どんどん調子が悪くなって、声が出なくなって、体温がコントロールできなくなる。色んな事ができなくなっていく。起きあがっているのも苦しい。気が付くと、病んでいる人間の臭い、みたいなものが自分を包んでいる。これは何の臭いなんだろう。膿んだような、ゆっくり朽ちていくような臭い。

寝床の上で、ぐるぐる回る天井をにらみ付けていると、やる気も、未来も、動ける自分が前提になっていることにふと気が付く。そして、いつか自分の体がそのまま停止して、失われるということを思い出す。呼吸をしているのは、まごうことなく自分の肉体で、それはいつか止まるのだ。生きるというのは、なんて個人的な事なんだろう。

、、まあ、でもこれだけ調子が悪いと、何かしなくちゃという強迫観念にも似たものはなくなるから、それはそれで良い。ぼんやりテレビ見ているのがせいぜいだし。


注:もう回復しました。

白目があるのは、動物では人間だけらしい

日ごろは全然役に立たない日経新聞にも、たまには良いことが書いてある。白目があるのは、動物では人間だけらしい。ホントか?近所の犬の目を覗きこんでみるに、本当のような気がする。

表紙の羊(手製)は、まあ、いろんなところが間違っているわけだが、まず白目があることから間違っていたか。第一、リアルに言えば、羊の目というの は実は四角かったりするのであって、それを生物学的に正確に描いてしまうと、なんか呪いかかったようなページになってしまいそうだが。

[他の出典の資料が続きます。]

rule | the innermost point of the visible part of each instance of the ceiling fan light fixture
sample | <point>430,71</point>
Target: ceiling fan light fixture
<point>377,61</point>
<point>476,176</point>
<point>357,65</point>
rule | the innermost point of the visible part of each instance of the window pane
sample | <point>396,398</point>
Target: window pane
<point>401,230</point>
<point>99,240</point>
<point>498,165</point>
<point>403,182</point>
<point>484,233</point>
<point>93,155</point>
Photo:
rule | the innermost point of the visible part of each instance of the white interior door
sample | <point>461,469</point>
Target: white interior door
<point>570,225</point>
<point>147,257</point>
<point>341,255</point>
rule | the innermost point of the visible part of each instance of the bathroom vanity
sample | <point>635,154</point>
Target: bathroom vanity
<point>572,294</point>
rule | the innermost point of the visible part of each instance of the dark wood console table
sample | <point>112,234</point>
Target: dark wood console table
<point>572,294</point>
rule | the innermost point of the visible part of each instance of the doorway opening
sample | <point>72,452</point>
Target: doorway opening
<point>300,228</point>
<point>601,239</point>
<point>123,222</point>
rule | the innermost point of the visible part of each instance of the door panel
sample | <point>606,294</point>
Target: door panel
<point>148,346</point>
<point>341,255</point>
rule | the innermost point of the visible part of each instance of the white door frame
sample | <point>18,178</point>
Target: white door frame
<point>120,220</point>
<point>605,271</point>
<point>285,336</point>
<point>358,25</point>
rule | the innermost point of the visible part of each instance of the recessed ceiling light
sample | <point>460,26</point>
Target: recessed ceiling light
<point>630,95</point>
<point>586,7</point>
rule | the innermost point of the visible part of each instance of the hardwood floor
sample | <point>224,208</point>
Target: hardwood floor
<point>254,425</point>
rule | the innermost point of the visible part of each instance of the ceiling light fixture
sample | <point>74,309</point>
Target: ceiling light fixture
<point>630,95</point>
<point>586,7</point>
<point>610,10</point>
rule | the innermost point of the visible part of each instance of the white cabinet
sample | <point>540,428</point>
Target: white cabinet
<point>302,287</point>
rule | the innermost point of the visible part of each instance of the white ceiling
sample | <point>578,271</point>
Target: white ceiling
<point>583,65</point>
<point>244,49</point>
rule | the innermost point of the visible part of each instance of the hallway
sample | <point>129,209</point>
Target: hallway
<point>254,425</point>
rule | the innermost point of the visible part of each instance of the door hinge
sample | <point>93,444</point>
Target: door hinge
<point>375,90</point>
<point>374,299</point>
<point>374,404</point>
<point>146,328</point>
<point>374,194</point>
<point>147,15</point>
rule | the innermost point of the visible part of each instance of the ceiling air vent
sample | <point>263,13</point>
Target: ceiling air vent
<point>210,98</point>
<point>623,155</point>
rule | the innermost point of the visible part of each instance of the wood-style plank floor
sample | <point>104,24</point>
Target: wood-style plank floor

そもそもなんで羊ページなのかという理由は、プロフィールのあたりに書いておいたが、ようはあんまり確固とした理由はない。羊ページという割には、 羊がらみのコンテンツが一つもない。写真だって一枚もない。一昨年の年末などは、年賀状用の羊の写真を求めて、恐ろしいくらいの数の人たちがこのページを 訪れ、空振りして帰っていった。申し訳ないことだ。

そんな風にいい加減に続いてきたこのページも 21日で 8周年を迎えた。これぐらいになると、もうめでたいとかいうよりも、また一つ歳をとってしまった(何が)というような気分に近い。個人 web サイトの一生、みたいなものを解説しているサイトでも、8年とかになるともうあらかた想定外になっている。

テーマも定まらないまま、管理者の興味の移り変わりに翻弄されながら、なんとなく続いてきたこのページ。まあ、今後とも羊の白目みたいなページでいいやと思う。なんだそれ。

1977/2/25, 1945/9/10

WWE の試合をバグダッドでやっていた。米軍の M1 戦車が取り囲む中にリングをつくって、兵士相手の慰問だ。奴らは、世界の何処にでも、エアコンと、ステーキと、パーティーを持ち込む。ベトナムと、何が違 うんだろう。戦争は、やっぱり勝たないとダメだ。負けたら、どんな屈辱も受け入れなくてはならない。でも、一番良いのは、戦争に関わり合いにならないこと だ。それは、本質的に不愉快な出来事なのだ。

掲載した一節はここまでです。